Alden Advertiser
- Type: Weekly newspaper
- Owner(s): Leonard A. Weisbeck Jr
- Editor: Leonard A. Weisbeck Jr
- Founded: 1914
- Language: American English
- Headquarters: 13448 Broadway St. Alden, Erie County, New York
- Country: United States
- Circulation: appx. 3400
- Readership: Alden, Erie County
- OCLC number: 25104817
- Website: aldenadvertisernews.com

= Alden Advertiser =

Newspaper published in Alden

The Alden Advertiser is an American, English language newspaper serving Alden, Marilla, Darien and the surrounding communities of Erie County in New York. It paused publication on February 1, 2025. They are accepting serious inquiries regarding the purchase of the weekly newspaper.

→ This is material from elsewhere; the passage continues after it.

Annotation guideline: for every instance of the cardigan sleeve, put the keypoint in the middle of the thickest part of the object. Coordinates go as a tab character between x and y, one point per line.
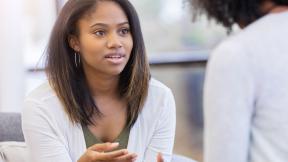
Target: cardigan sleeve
44	145
228	105
163	137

Founded in 1914 as a weekly, the paper has a circulation of approximately 3,400. Leonard A. Weisbeck Jr. is the owner and editor of the paper.

== History ==
The paper was founded as a weekly by J. Childs. In 1917 the paper was bought by Leo Whitney, formerly of the Record. Whitney would run it until 1929.

In 1932 Joseph A Weisbeck took ownership of the paper. He died in 1962 and turned the paper over to his son Leonard. Weisbeck is former head of the Western New York Publishers Association.